Katarina Johnson-Thompson celebrates after winning the Women’s Heptathlon.
“It was after the high jump in London in 2017 and after the long jump in 2015 in Beijing. Those were the low points of my career. Rio Olympics, as well. I’ve had a lot of bad years. I’m just so happy that I came out in front for a change.”
Johnson-Thompson amassed 6,981 points over the course of the two-day heptathlon event, beating Jessica Ennis-Hill’s British record which was set when she won gold at London 2012.
In truth, few had expected Johnson-Thompson to get the better of long-time rival Nafi Thiam; coming into Doha, the Belgian was undefeated since the 2016 European Championships.
But the 26-year-old Briton produced four personal bests to blow the competition away and edge ever closer to her lifelong goal of breaking the 7,000-point mark.
Her eventual margin of victory over silver medalist Thiam was 304 points, the biggest at a World Championships since 1987, though the Belgian appeared to be troubled by an elbow injury during the javelin.

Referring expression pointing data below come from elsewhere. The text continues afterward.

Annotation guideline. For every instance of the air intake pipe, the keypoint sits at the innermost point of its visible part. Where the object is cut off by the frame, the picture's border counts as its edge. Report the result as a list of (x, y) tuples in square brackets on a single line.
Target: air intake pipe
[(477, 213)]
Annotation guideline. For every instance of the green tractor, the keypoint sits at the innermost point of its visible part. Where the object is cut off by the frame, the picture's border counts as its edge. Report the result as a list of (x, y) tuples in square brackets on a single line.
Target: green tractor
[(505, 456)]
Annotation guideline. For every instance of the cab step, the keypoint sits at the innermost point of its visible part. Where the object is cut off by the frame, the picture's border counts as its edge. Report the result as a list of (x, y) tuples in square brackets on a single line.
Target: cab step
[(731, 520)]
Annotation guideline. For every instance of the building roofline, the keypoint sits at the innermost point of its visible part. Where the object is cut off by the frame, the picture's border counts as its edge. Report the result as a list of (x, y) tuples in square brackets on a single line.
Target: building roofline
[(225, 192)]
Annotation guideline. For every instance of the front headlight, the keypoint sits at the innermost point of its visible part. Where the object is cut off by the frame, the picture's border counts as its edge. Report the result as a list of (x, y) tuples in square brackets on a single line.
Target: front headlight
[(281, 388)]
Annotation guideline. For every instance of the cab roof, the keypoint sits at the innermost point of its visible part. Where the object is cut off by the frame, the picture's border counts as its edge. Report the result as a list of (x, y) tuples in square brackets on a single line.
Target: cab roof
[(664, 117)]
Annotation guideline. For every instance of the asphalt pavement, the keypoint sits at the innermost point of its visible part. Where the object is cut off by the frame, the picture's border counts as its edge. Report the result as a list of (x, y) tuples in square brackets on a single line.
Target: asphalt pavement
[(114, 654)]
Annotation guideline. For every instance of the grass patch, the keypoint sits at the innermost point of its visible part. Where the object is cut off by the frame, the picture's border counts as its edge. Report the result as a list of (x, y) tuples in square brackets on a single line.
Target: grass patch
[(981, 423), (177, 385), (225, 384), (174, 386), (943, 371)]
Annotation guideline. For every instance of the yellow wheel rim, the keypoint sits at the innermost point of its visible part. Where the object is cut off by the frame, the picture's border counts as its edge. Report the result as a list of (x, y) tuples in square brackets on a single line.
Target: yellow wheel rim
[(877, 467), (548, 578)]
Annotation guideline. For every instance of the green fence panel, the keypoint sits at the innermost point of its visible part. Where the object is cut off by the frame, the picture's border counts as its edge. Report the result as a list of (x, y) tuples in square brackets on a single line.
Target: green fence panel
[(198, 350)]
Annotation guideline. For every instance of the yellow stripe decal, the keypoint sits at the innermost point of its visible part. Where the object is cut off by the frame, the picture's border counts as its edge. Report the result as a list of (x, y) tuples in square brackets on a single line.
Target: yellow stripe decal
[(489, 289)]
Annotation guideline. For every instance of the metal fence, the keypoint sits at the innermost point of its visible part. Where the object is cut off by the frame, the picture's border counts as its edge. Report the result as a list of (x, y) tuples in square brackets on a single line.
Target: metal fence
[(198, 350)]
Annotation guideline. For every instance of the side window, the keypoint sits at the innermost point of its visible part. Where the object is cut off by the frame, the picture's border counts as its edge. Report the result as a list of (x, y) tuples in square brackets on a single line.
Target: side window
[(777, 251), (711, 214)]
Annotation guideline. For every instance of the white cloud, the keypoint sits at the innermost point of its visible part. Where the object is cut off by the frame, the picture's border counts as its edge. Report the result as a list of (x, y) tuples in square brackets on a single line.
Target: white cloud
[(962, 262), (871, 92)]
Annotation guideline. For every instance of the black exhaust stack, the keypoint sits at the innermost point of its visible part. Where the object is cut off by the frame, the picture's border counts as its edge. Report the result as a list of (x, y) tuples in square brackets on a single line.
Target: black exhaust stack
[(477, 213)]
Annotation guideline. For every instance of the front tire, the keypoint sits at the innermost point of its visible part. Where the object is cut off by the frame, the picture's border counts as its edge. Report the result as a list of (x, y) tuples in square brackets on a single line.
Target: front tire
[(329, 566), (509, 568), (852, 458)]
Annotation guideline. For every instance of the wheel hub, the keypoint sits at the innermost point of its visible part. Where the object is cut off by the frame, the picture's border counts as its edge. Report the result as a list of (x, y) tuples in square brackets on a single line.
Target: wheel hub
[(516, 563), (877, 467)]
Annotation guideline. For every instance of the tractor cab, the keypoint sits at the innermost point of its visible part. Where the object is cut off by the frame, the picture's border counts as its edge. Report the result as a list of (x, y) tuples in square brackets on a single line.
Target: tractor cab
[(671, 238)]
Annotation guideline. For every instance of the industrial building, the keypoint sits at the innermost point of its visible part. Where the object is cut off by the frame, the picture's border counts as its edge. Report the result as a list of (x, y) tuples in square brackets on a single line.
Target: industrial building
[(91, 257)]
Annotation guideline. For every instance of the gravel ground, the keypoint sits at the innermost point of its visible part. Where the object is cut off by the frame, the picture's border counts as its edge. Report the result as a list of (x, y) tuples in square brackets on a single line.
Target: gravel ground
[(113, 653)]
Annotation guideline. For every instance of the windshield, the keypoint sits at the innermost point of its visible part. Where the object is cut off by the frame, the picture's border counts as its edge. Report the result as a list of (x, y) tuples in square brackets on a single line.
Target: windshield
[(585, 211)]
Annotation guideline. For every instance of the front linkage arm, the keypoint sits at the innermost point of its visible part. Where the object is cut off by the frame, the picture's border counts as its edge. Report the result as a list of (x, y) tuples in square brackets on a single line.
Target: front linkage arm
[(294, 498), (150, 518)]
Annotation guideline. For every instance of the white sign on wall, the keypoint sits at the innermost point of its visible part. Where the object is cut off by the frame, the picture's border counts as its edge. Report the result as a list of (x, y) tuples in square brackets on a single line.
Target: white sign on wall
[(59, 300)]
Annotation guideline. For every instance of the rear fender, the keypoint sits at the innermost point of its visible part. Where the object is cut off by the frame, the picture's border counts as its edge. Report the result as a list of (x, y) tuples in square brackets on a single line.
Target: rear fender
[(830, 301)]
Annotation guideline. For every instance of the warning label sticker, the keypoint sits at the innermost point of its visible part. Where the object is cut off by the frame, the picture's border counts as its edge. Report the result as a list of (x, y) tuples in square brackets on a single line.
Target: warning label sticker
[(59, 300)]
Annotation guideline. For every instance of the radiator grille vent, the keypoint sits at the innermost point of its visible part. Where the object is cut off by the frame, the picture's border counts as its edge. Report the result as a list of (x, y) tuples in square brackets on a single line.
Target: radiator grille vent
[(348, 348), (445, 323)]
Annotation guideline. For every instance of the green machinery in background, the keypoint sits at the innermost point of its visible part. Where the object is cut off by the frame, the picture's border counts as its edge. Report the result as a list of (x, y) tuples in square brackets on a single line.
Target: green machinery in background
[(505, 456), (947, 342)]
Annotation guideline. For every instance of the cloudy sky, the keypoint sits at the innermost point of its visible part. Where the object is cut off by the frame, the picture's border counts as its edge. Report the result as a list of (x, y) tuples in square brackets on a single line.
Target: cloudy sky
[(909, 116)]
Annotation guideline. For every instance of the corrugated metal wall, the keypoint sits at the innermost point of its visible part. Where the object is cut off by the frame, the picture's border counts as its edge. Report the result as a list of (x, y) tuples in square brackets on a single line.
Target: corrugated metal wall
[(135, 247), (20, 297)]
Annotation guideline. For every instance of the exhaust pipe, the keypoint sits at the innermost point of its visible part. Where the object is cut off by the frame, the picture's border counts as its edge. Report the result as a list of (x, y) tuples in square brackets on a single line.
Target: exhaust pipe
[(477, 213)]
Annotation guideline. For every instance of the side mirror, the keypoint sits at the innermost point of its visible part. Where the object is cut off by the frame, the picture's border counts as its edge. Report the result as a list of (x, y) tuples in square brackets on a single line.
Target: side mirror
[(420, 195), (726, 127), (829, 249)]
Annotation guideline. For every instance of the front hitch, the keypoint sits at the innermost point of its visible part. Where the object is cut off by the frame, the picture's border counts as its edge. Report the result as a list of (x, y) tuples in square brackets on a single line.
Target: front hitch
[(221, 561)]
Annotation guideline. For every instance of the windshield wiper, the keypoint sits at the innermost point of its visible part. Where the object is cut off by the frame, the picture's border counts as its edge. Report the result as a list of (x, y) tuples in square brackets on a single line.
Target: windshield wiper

“It doesn’t make sense to me honestly,” Johnson-Thompson told the BBC. “These whole two days, because they’ve been so fast and it’s been at nighttime, have actually felt like a dream with the lights and everything.
Katarina Johnson-Thompson is congratulated by Belgium's Nafi Thiam.
Katarina Johnson-Thompson is congratulated by Belgium’s Nafi Thiam.
“It’s been unbelievable and I can’t believe this is the result. There have just been so many attempts of trying to perform on this stage and I’m just so, so happy. I couldn’t have done it without them [the disappointments].
“The low moments have helped me come back and make the move [to France], try to look within myself. This has been my dream, 7,000 points I’ve spoken about in the past as one of my main career goals.
“She [Thiam] is a phenomenal athlete and she’s set the standard, I witnessed 7,000 points first through her and she’s the one who has made that doable and has made that a requirement in order to win.
“She’s definitely raised the bar and I’m just glad I’ve been able to follow and step up.”